5 thoughts on “Google Book Search Data API”

  1. The terms of service don’t let you combine GBS results with other results in a meta-search type way. But they probably do let you put a seperate box on the screen with GBS results.
    I’ve been thinking of ways to use this without violating the terms of service too.
    I actually already HAVE incorporated GBS services in Horizon on the item detail page, once you get to an item detail in horizon, it’ll look up whether that item is available/searchable/partial in GBS (or Amazon; or the internet archive; or HathiTrust), and let you know. I did this with the open source Umlaut software though, not native in HIP. But I’ll be blogging about that soon, we go live with those features next week.
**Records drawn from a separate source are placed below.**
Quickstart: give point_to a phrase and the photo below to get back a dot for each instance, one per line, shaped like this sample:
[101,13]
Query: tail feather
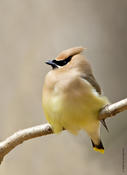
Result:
[99,147]
[104,124]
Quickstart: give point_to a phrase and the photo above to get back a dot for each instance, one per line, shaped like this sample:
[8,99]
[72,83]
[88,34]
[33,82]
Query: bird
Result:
[72,98]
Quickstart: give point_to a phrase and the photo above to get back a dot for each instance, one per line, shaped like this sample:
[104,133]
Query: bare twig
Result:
[19,137]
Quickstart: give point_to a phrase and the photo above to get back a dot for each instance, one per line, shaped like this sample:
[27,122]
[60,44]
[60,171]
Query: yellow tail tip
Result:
[99,150]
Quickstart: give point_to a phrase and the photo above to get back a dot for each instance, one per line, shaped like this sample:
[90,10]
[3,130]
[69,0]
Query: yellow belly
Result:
[73,112]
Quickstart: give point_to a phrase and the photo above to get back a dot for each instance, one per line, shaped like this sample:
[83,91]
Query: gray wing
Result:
[91,79]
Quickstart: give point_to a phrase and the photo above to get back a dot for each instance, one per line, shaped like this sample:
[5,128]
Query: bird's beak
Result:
[51,63]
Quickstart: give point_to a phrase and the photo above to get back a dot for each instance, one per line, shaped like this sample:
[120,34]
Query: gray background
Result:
[32,31]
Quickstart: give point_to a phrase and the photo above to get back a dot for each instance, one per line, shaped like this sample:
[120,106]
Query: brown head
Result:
[66,58]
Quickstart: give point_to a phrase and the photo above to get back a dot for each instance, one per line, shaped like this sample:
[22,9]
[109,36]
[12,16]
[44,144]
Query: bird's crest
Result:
[69,52]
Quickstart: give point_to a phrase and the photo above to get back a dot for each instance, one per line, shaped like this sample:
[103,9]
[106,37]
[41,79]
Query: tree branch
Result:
[19,137]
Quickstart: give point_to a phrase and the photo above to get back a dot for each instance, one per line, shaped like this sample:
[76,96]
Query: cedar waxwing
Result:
[72,97]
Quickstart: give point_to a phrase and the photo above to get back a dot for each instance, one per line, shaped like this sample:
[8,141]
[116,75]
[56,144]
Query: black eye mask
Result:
[62,62]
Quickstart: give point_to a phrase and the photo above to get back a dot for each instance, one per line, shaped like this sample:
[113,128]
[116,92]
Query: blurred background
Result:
[33,31]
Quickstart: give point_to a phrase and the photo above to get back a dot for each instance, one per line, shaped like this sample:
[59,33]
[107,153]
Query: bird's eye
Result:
[62,62]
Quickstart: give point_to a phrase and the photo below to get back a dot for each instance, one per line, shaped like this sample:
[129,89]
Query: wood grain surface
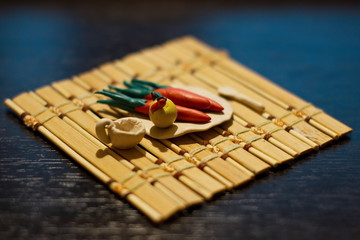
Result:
[311,50]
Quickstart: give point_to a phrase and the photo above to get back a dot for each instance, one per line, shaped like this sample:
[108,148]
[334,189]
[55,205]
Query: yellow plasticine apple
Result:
[162,112]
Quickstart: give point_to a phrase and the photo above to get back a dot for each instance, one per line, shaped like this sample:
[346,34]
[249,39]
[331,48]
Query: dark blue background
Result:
[311,50]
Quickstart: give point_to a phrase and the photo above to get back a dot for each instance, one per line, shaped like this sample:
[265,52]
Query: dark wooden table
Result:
[314,51]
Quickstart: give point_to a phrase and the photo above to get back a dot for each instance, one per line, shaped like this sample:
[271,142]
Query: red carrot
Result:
[184,114]
[184,98]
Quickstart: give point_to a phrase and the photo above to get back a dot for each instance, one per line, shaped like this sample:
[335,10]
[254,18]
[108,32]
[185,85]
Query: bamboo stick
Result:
[105,179]
[75,92]
[191,80]
[85,121]
[207,185]
[178,164]
[282,97]
[219,167]
[278,144]
[210,76]
[87,150]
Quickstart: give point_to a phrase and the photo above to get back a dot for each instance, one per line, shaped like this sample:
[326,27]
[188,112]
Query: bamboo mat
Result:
[162,177]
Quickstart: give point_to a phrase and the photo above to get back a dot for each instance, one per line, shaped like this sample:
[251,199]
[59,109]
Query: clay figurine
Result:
[162,111]
[123,133]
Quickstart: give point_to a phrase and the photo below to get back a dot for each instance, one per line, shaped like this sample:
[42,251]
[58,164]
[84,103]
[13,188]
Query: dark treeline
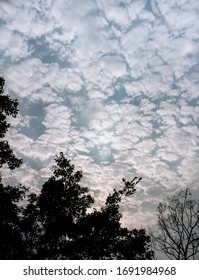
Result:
[55,223]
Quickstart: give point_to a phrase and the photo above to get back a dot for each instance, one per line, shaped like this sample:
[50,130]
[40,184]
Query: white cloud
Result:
[116,84]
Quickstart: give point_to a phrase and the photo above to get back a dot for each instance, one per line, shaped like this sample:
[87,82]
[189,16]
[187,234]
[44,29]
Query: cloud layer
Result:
[114,85]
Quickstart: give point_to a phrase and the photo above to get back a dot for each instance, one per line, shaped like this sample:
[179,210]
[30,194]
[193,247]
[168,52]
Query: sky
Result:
[112,84]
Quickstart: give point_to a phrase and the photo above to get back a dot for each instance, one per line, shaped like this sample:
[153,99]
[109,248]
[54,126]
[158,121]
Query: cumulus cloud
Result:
[114,85]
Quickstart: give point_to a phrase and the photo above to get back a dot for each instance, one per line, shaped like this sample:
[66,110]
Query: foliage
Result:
[8,107]
[56,223]
[178,223]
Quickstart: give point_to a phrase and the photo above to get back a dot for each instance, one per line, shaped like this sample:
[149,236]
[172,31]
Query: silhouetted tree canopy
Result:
[60,222]
[178,227]
[8,107]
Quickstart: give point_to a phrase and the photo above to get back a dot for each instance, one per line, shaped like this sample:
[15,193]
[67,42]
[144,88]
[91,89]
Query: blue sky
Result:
[112,84]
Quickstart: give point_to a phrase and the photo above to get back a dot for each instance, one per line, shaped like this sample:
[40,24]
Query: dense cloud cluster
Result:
[112,84]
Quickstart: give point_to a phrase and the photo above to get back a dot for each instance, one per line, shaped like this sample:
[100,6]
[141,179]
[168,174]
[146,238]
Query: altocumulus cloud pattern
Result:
[114,85]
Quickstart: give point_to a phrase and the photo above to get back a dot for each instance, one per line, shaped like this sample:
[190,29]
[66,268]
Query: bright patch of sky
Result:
[112,84]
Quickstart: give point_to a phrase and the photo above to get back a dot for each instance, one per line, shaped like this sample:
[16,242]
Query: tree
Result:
[178,227]
[10,236]
[11,243]
[59,206]
[8,107]
[57,225]
[100,234]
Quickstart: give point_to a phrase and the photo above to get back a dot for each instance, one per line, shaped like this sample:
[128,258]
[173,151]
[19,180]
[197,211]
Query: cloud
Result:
[112,84]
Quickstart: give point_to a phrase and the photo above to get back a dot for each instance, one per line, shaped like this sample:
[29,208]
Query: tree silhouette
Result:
[56,223]
[178,224]
[8,107]
[10,236]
  2. For HIP, I don’t think I’d be able to combine the GBS results with the HIP generated ones anyway (although I guess that would be the ideal).
    What I was thinking of doing is having a separate box of results from GBS appear if the keyword search brought back zero results or just a small number of results (e.g. less than 10). That should hopefully keep the number of GBS API calls down a minimum.
    It would be a shame if the terms of service stopped GBS being used as a search target in MetaLib tho 🙁
    I’ve also noticed that the results returned from the API have changed from day-to-day. Yesterday the example search brought back 5 results (which included a new result) and today it’s 7.

  3. Well, the Google Scholar terms of service ALREADY DO explicitly prevent Scholar from being used as a target in Metalib. But Ex Libris provides it anyway, and many customers use it.
    When customers sometimes run into problems, and contact Google to tell them something isnt’ working, they are surprised to have Google respond “You aren’t allowed to do what you’re doing.” They generally keep doing it anyway.